What is Adequate, Just and Equitable Provision?
 Although not relevant to the first question, a change in a plaintiff’s health may be considered in determining the award if the court finds that adequate provision has not been made at the time of death: Eckford, Hall v. Hal, 2011 BCCA 354 (CanLII).
 There has been a decline in Dr. Philp’s mental capacity resulting in significant costs associated with his private assisted living facility and 24/7 care. Those costs are said to presently amount to $7,000 per month but could be in excess of $100,000 per annum if Dr. Philp is moved to Vancouver to be closer to Ms. Isaak. The defendants nonetheless objected to much of the evidence on his expenses. I take these to be approximate amounts only in making my assessment in this case. There is no doubt extra amounts are to be incurred in dealing with Dr. Philp’s declining health.
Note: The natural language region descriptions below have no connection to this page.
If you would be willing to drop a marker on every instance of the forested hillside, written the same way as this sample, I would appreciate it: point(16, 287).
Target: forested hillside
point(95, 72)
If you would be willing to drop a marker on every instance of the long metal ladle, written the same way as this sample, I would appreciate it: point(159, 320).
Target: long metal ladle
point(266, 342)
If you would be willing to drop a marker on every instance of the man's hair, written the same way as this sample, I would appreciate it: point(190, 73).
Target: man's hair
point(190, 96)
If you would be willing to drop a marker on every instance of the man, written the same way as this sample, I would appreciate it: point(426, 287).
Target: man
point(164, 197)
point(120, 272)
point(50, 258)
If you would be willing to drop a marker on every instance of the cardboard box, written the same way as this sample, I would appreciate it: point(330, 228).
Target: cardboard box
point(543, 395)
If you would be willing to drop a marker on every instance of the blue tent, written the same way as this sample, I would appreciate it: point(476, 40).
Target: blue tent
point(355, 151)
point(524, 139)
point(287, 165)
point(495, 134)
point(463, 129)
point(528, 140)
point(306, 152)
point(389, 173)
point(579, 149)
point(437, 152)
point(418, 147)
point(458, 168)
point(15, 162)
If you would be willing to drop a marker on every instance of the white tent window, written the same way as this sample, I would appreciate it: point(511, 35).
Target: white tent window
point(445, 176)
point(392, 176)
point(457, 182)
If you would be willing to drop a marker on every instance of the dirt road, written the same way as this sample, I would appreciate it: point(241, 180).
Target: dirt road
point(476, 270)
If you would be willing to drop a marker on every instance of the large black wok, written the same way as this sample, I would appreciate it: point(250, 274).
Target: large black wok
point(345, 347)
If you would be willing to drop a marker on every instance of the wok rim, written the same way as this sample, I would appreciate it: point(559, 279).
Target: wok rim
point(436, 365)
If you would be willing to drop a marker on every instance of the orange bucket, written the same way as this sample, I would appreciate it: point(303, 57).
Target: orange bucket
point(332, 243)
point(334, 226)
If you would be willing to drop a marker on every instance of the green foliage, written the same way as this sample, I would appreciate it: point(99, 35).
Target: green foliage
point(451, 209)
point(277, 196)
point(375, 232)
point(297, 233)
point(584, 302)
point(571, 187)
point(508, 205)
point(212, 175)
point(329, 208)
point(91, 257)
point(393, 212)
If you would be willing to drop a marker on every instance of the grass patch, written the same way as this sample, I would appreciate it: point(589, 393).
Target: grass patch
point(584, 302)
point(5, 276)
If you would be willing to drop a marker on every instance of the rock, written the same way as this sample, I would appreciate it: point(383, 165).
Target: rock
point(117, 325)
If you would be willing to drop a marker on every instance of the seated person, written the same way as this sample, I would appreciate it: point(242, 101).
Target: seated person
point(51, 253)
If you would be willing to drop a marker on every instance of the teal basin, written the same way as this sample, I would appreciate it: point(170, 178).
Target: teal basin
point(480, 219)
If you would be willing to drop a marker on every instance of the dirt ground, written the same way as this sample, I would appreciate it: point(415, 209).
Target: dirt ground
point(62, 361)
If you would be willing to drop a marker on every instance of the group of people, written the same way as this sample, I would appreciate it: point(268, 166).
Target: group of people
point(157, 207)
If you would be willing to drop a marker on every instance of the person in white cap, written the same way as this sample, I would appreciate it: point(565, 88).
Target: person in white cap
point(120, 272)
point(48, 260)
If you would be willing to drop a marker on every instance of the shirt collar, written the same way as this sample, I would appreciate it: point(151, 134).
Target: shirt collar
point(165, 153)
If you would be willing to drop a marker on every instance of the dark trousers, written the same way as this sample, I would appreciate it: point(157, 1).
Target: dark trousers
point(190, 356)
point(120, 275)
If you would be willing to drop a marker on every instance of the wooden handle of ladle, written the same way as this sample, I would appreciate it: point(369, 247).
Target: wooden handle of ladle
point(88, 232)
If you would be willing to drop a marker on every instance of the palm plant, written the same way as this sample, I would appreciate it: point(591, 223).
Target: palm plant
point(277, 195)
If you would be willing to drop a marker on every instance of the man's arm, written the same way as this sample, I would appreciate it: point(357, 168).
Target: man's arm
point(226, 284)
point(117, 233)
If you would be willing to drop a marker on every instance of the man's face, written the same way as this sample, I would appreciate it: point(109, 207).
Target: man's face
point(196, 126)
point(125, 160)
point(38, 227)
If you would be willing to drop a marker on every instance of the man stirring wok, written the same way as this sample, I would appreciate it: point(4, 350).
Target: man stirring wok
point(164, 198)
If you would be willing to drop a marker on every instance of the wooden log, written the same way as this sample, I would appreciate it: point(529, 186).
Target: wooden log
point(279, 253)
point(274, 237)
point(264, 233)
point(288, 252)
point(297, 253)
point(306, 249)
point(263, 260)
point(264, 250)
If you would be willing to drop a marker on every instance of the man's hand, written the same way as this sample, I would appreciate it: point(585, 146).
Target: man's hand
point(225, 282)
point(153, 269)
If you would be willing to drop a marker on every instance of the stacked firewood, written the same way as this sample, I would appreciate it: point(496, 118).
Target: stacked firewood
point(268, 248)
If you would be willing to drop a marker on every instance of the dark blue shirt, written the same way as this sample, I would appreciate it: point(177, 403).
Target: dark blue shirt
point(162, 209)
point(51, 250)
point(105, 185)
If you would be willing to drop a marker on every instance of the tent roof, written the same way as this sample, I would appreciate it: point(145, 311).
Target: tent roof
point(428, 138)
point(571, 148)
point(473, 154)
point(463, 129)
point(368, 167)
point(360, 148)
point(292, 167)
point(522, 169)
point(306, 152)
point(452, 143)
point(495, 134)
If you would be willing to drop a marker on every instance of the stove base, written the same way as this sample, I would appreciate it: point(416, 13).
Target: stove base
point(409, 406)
 As noted earlier this is a difficult situation due to the nature of the principal asset of the estate -- a farm property with deep meaning and value to the children. While the estate is largely the farm property and therefore not liquid, I conclude an equitable division of that asset in the circumstances, is a lump sum in the amount of $300,000 to be awarded to Dr. Philp.
 In my view, that result both balances the legal and moral obligations owed by the will-maker to Dr. Philp and gives effect as best it can to her clear intention to keep the farm in the family. In these circumstances, this division provides adequate, just and equitable support to the plaintiff and an equitable result for all involved.